Letters to the editor, July 11, 2019 | Opinion | Halifax, Nova Scotia | THE COAST

Letters to the editor, July 11, 2019

Foreclosure racket

Something is wrong with the entire real estate system in Nova Scotia ("Canada's foreclosure playground," cover story by The King's Investigative Workshop, July 4). My father owned a lakefront lot in HRM for 40 years. When he passed his property was supposed to migrate to my mother, but the lot didn't. Not realizing this, mom deeded the lot to me the day before she died. When I tried to get information on it, I was told the land had never been granted, and was owned by the department of natural resources.
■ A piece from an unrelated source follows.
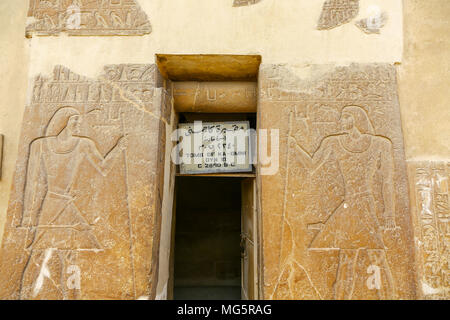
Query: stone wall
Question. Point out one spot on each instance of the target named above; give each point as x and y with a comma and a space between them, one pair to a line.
84, 215
393, 72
I had 40 years of tax receipts and permit applications, but it took DNR two years to admit their mistake. When they changed the title, they put it back in the name of my father's estate. My deed was from mom to me, so I couldn't register it. Tax arrears had accumulated. The property was sold at a tax sale. The arrears were approximately $1,500. The province got $10,000 from the tax sale. The buyer got over $30,000 when he resold it. I got nothing.
—Deena Netzke on Facebook


Where is The Coast getting the $5,495 foreclosure sale price from? I know the current owner of the Chester home, and that is not what they paid for it.
—Eva Romita on Facebook


That isn't what it went for—more like $500,000.
—Teresa Eisenhauer on Facebook


I would work myself to death in that big house...couldn't keep myself in brooms. —Rosemary Boutilier Wile on Facebook


How do you find out about those deals? I want one!
—Linda Geffroy on Facebook


Editor's note: Eight King's College journalism students in the King's Investigative Workshop went through a major research and data-analysis effort to figure out how Nova Scotia's foreclosure system works. (For details on what they did, head online to bit.ly/KIWrealestate.) About that seemingly impossible sale we highlighted on the cover, thanks to the investigative journalism team pointing the way you can easily verify it yourself, just like in the GIF below. Head to ViewPoint.ca and search for 98 Pig Loop Road in Chester (you may have to sign up for a free account). After you click into the listing, the History tab reveals various transactions related to the house, like the land registration on September 28, 2017 at a purchase price of $5,495, and its 2017 assessment of $1,182,000, or "nearly $1.2 million" as the cover says. You'll also see it sold last February for $650,000. Happy sleuthing.


Paper and plastic

Due to the emphasis of trying to eliminate plastic in all forms, I am writing to one newspaper to ponder a question about another.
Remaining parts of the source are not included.